Phillips included these words as a ‘clarion call’ to Britten’s anniversary. The words are sung over the nocturne (a piece of music meant to be played at night) movement of the Serenade for Tenor and Horn, by Peter Pears, the English tenor. Britten was Pears’ personal and professional partner for over 40 years and Pears featured in many of Britten’s operas and on his musical recordings.
Phillips has a history of placing words on coins, rather than images or portraits, as are usually featured on the obverse of commemorative 50p coins.
In 2005, Phillips designed the 50p coin that commemorated the 250th anniversary of Samuel Johnons’s dictionary. Somewhat more relevant, that too featured words. For Phillips, the inclusion of text was a no-brainer, saying to the Guardian in 2013 ‘Who wants to look at a dull picture of an uninteresting old man, even if they are wonderful composers or talents?’
Why was it made and what does it commemorate?
The coin marks the 100th anniversary of Britten’s birth, who is regarded as the central figure of twentieth century British classical music.
Britten was born on 23rd November 1913 in Lowestoft, Suffolk. Britten’s father, Robert Britten, was a dentist and his mother, Edith, who worked at Charing Cross Hospital. Britten contracted pneumonia at the age of three and nearly died. He eventually pulled through but not without long-lasting damage to his heart, a condition that doctors assured his parents would prevent Britten from ever leading a normal life.
Britten was taught to play piano at the tender age of seven by his schoolmistress, Ethel, and moved onto viola lessons at 10. His love of music flourished throughout his teens, culminating in a scholarship to the Royal College of Music. His entrance exam was supervised by none other than Ralph Vaughan WIlliams, who would later become Britten’s contemporary in the classical world.
After turning down the prospect of moving to Vienna for postgraduate study, Britten’s first job after leaving the RCM was working in the BBC. Whilst at the Corporation, Britten met the Anglo-American poet, W. H. Auden, who was to have a profound impact on his life and sexuality, something that Britten had yet to come to terms with. Over the next three years, Britten produced many pieces for radio, cinema and theatre and began to find his feet as a composer.
In 1937, Britten met Peter Pears.
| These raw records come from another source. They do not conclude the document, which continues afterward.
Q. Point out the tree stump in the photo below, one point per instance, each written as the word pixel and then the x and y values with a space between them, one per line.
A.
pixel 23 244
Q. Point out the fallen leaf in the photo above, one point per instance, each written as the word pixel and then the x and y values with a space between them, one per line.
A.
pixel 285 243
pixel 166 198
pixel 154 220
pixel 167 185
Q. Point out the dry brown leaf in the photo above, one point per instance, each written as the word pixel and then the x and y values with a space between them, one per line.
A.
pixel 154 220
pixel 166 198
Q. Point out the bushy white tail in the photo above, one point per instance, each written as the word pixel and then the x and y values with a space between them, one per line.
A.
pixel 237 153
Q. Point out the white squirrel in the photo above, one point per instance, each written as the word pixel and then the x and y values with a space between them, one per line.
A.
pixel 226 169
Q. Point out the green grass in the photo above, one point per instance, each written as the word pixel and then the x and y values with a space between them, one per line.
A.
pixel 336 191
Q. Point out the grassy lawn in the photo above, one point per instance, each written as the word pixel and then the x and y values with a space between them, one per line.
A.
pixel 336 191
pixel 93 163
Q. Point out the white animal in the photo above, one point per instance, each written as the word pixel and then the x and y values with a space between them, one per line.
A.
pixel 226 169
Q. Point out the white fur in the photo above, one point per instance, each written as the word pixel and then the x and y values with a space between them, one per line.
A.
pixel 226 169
A few years later, the two travelled to North America, where Britten composed Seven Sonnets of Michelangelo, the first of many collaborations with his partner.
Upon returning to Britain after the war, Britten composed the opera Peter Grimes, which was recognised around the world as the first majorly successful British opera. Over the next two decades, Britten established himself as the leading figure in British classical music, composing scores of symphonies, song cycles, sonatas and operatic pieces.
Britten died of heart failure in 1976 and upon his request was buried next to Pears, instead of Westminster Abbey, which had been offered as a final resting place. Since his death, Britten has become a polarising figure amongst British cultural commentators, with accusations of sexual impropriety towards young boys, written about in the book Britten’s Children, by John Bridcut.
Where can you buy the coin?
Interestingly, the Royal Mint does not currently have any versions of the Benjamin Britten 50p available to buy.
eBay is a great place to pick up a circulated version of the coin, however, and you’ll not struggle to sell one either if you manage to find one in your change.